Ultimately, Haggerty and his colleagues needed a replacement for the Sun Solaris servers and needed the simplest method to access an ARCNET network "We required a product that would allow us to continue using our large installed base of ARCNET devices despite changes in the computing and software environment."
Knowing the reliability of products from Contemporary Controls, Haggerty selected the company's AI-SRVR-1/485 to replace the Sun servers. The experiment is now preparing software that will use the AI-SRVR to configure and monitor these ARCNET networks without the need for a dedicated host computer. "It is very beneficial to do this in an embedded processor which we don't have to upgrade or maintain," he explained. "These small, low-power modular embedded systems will allow access to the ARCNET networks from any computer on the Ethernet network, and give greater flexibility in the deployment of networks at lower cost." Haggerty also chose the AI-SRVR because it would spare him the development and maintenance of a kernel driver for the PCI20 ARCNET interfaces that would otherwise be required in the Linux servers.
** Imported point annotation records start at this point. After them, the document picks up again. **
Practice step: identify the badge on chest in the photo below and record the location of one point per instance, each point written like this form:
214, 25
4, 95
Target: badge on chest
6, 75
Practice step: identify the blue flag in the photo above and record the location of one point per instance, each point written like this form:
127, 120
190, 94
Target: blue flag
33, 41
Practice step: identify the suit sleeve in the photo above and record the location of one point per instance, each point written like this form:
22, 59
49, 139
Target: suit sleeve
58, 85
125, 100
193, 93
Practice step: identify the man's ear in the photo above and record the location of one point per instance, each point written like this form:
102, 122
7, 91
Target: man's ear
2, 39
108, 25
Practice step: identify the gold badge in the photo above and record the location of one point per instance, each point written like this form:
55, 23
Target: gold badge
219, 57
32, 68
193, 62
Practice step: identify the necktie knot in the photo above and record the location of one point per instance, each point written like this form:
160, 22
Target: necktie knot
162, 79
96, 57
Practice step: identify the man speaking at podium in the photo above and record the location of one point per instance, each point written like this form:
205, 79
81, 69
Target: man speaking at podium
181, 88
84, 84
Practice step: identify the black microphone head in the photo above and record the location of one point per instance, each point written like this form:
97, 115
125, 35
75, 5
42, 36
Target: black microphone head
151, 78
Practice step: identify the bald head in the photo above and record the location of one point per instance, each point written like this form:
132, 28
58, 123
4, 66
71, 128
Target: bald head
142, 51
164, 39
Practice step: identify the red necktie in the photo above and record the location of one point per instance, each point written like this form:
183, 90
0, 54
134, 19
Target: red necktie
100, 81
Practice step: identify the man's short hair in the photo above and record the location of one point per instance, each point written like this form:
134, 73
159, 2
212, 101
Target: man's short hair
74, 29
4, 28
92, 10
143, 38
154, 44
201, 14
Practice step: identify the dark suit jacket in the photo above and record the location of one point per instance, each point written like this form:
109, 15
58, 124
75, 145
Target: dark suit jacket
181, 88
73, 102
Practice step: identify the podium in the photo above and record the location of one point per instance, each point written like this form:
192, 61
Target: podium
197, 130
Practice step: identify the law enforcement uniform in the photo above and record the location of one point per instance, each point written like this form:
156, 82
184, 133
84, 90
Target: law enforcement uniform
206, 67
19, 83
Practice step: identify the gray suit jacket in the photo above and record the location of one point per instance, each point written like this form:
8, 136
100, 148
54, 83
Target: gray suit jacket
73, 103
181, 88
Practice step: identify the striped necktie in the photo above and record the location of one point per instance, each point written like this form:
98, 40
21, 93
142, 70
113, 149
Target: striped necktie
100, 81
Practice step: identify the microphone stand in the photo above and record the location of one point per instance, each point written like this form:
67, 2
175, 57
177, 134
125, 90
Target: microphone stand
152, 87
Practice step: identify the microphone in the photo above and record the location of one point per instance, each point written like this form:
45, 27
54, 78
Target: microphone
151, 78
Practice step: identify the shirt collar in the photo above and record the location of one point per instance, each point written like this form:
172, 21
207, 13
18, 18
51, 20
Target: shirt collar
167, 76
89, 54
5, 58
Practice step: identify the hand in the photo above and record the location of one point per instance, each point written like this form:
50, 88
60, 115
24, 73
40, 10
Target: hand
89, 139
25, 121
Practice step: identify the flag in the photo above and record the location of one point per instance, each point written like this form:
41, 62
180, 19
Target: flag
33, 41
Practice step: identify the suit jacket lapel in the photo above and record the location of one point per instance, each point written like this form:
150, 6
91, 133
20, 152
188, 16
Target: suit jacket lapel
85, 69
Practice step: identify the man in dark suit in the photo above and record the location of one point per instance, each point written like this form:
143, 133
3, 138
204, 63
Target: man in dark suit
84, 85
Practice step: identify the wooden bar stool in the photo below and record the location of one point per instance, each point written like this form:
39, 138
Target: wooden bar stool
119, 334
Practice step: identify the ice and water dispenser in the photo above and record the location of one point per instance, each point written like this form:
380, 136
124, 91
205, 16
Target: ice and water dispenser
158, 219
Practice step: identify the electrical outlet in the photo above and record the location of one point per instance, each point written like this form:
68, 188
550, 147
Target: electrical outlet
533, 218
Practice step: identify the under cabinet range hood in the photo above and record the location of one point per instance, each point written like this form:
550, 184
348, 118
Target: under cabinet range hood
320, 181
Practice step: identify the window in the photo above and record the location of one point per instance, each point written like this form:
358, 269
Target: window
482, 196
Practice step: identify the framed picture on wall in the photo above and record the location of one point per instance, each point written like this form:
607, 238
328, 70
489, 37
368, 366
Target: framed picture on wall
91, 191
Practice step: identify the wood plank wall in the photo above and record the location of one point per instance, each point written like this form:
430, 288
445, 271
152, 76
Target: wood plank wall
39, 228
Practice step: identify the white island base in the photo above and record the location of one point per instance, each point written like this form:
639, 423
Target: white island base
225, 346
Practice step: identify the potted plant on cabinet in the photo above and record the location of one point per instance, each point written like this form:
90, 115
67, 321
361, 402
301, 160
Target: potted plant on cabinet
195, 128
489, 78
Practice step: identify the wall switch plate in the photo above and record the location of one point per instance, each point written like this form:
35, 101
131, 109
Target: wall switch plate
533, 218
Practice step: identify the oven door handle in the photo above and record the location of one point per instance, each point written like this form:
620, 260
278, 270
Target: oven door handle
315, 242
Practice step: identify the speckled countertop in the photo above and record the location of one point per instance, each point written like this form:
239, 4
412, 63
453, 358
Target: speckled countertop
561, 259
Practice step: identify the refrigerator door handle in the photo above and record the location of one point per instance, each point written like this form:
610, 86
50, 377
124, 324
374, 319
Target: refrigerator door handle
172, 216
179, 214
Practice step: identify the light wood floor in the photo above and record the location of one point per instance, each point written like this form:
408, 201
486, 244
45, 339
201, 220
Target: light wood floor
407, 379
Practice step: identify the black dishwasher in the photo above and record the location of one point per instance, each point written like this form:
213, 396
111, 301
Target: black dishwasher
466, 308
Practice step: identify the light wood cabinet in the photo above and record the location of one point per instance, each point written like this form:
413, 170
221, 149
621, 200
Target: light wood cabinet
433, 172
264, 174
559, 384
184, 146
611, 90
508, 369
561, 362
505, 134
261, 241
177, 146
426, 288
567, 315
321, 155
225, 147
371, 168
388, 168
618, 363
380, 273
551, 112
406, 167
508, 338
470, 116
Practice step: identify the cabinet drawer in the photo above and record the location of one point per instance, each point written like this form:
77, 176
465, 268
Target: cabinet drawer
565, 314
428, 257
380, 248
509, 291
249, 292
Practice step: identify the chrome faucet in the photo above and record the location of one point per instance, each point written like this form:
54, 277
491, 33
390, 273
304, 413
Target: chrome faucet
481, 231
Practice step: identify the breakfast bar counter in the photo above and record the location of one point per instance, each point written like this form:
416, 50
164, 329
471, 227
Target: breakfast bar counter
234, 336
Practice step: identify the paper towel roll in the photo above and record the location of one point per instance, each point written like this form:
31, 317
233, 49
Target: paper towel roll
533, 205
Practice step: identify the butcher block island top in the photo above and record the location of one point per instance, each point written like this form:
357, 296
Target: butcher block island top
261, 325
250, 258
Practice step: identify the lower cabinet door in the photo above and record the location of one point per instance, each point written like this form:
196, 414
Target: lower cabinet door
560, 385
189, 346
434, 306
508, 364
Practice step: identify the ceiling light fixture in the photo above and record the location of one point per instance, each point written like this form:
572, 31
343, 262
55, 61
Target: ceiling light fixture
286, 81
The AI-SRVR provides connectivity between ARCNET networks and Ethernet. In the PHENIX experiment, the AI-SRVR is operating in the standard mode. The standard mode allows Ethernet connected devices to communicate with ARCNET devices through the AI-SRVR.
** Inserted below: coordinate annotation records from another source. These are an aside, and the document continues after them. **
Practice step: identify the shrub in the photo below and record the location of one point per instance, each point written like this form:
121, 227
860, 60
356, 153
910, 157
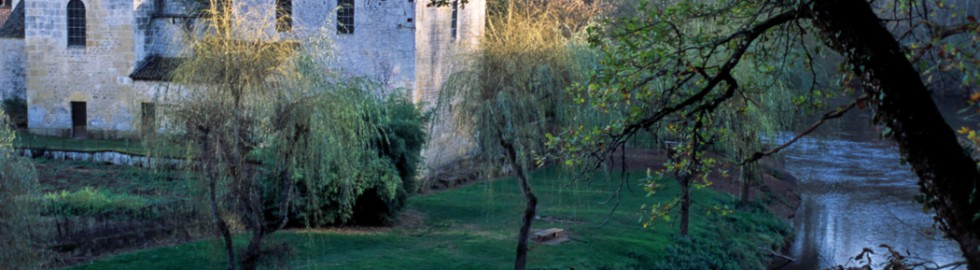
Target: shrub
400, 142
384, 179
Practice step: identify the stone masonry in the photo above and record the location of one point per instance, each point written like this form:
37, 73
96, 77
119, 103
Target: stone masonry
401, 43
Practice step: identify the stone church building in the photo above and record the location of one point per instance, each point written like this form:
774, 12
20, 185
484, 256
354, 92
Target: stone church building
91, 67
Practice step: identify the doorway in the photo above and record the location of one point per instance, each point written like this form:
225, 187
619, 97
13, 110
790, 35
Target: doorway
79, 120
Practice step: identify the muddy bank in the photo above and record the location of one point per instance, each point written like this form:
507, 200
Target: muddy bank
778, 189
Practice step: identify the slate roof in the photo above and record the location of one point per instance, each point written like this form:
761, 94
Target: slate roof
156, 68
12, 26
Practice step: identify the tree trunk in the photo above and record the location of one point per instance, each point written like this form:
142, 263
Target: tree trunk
251, 260
209, 170
530, 210
745, 193
685, 203
947, 175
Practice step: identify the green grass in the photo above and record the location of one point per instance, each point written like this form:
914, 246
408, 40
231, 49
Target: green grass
475, 227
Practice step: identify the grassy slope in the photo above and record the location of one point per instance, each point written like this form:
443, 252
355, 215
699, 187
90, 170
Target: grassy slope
475, 227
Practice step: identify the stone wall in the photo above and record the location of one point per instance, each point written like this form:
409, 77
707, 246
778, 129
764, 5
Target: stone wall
382, 46
96, 73
13, 63
437, 56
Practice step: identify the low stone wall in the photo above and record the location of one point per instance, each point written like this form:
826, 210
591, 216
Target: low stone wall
110, 157
13, 62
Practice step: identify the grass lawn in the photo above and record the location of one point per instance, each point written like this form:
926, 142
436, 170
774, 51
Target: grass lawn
475, 227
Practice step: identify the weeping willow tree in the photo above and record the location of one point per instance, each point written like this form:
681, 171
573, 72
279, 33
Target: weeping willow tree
19, 198
271, 136
511, 93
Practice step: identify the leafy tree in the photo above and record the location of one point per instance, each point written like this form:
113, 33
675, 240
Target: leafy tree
19, 198
511, 92
270, 131
677, 64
As mentioned earlier with reference to the software, Haggerty has written a class library in C++ that communicates with the AI-SRVR by means of socket reads and writes. His software allows commands to be sent to the nodes, and the node responses to be checked against typical responses.
With the aid of the AI-SRVR, Haggerty and his team established a network architecture of eight ARCNET networks hosted by the AI-SRVR-1/485. Since an AI-SRVR with a fiber optic transceiver is not available, Haggerty had to convert to fiber optics with the AI-485/FOG-ST Interconnect Hub. Just under 30 m of fiber optic cable extend the networks into the experimental area, where MOD HUBs and EXP modules convert the fiber optic media to as many as 14 segments of DC-coupled EIA-485 twisted-pair cable runs of up to 20 m. A simple diagram (below) illustrates the network architecture.
Although not prepared to do so immediately, the physicists think they could eventually operate the AI-SRVRs in a manner allowing them to dispense with the need for fiber optics. "This would provide us the flexibility of having more ARCNET networks, with the concomitant increase in flexibility, reliability, and 'debuggability'," said Haggerty.
The RHIC will continue to recreate QGP over and over again under laboratory conditions to gain further knowledge about the matter that makes up our world.